Should I include pricing requirements in my initial RFP?

Yes, but structure pricing requests carefully as not all vendors price their products in the same format. For example, ask for unit costs such as per-site or per-user pricing so you can compare like-for-like. You should request a breakdown of one-time and recurring costs, as well as what causes any cost variation (such as site count, bandwidth or feature selection).

What if vendors cannot answer all questions?

Some gaps are acceptable if clearly explained, for example a vendor might not have a specific feature but offer a viable alternative approach. You should consider what matters most to your business, if you're happy with a feature being missing and if a vendor is being transparent about it. Be wary of vague responses such as a feature being 'on a roadmap for X year' or available through partners without concrete details about timing or implementation.
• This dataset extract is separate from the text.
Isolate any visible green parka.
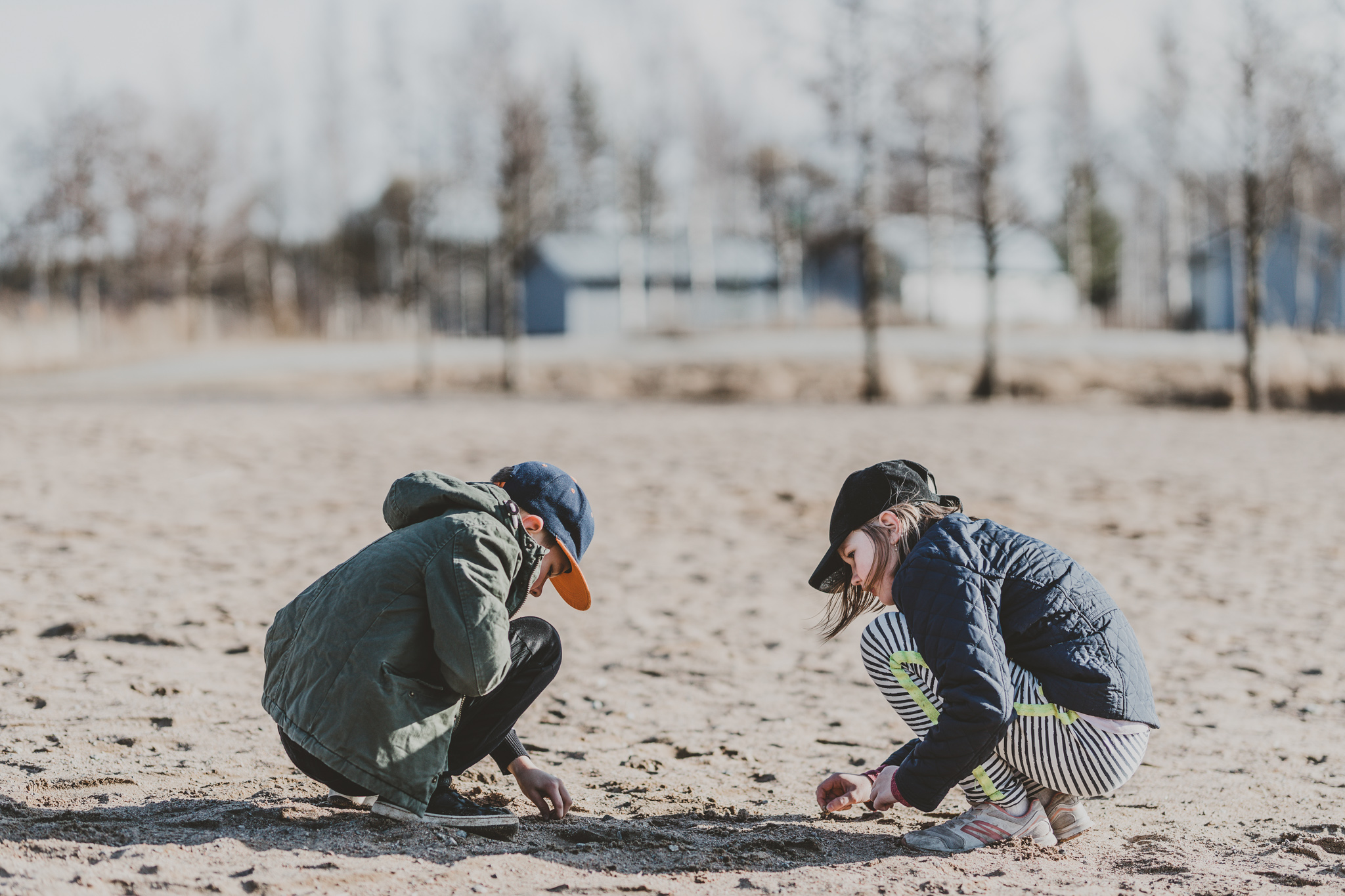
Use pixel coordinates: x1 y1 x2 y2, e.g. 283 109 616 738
262 470 543 814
Should I run a proof-of-concept before selecting a vendor?

POCs are incredibly valuable as they'll be a great way to see a real version of a given solution, especially important if you have specific technical concerns or unique requirements. However, you should structure POCs with clear success criteria and typical use cases from your environment - a 2-4 week POC with 2 or 3 finalists is usually sufficient to validate critical capabilities.

What if my requirements change during the RFP process?

Issue formal amendments to all vendors simultaneously, giving them equal time to adjust responses. Significant changes might warrant extending the submission deadline and you should document all changes carefully and ensure your evaluation criteria still align with the revised requirements.

How do I handle vendor clarification requests?

You should require all questions in writing, share all questions and answers with all vendors to maintain fairness and document everything. Set a deadline for questions well before the response deadline to give vendors time to incorporate answers into their submissions.

What should I do if no vendor meets all requirements?

Prioritise your requirements into must-have's against nice-to-have's. A vendor meeting 100 percent of must-haves and 70 percent of nice-to-haves may be better than one meeting 90 percent across the board.

How do I evaluate managed and self-managed options?

Consider your team's skills and capacity realistically as management can add a fair amount of overhead, which can be a burden for under-prepared IT network teams.

  • Managed services cost more but include operational expertise and may reduce time-to-value.
  • Self-managed gives you more control but requires dedicated resources.

It's worth considering that many organisations start with managed services and transition to self-managed as they build expertise. However, studies indicate managed SD-WAN does add 30-82% to costs.